別格の福本選手を除いた他の選手が獲得した盗塁王の回数は拮抗していますが、現役の西川選手が今後、どの程度記録を伸ばすか楽しみです。
盗塁記録からみた最高のスピードスターは?
生涯通算記録、シーズン記録、そして盗塁王タイトル獲得記録のそれぞれ上位ランキングをみてきましたが、全ての項目についてトップに君臨するのが、阪急ブレーブスで大活躍した福本豊選手です。
こうした記録からも、歴代最高のスピードスターの称号は福本選手で議論の余地はありません。
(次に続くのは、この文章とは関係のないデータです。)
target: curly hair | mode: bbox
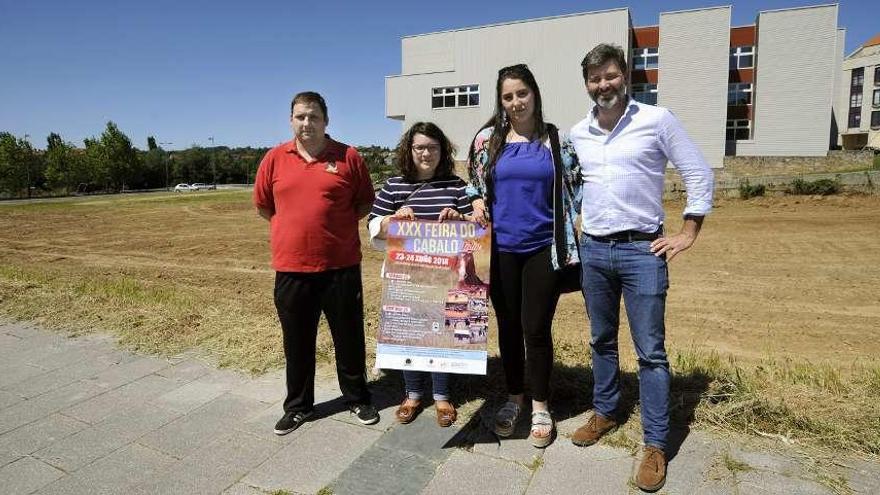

ちなみに、福本選手の生涯盗塁記録は、日本一はもちろんのこと、米国メジャーリーグをみても、これを超えるのは通算1406盗塁のR・ヘンダーソン選手ただ一人で、通算1000盗塁を超えるのはこの2人のみ、それに次ぐのは938盗塁のルー・ブロックと、その記録の偉大さがわかります。
野球の醍醐味として「走・攻・守」のバランスが語られますが、スピードを活かして累上を颯爽(さっそう)と駆け回る「韋駄天」スピードスターの新たな出現と活躍を、今後も期待したいものです。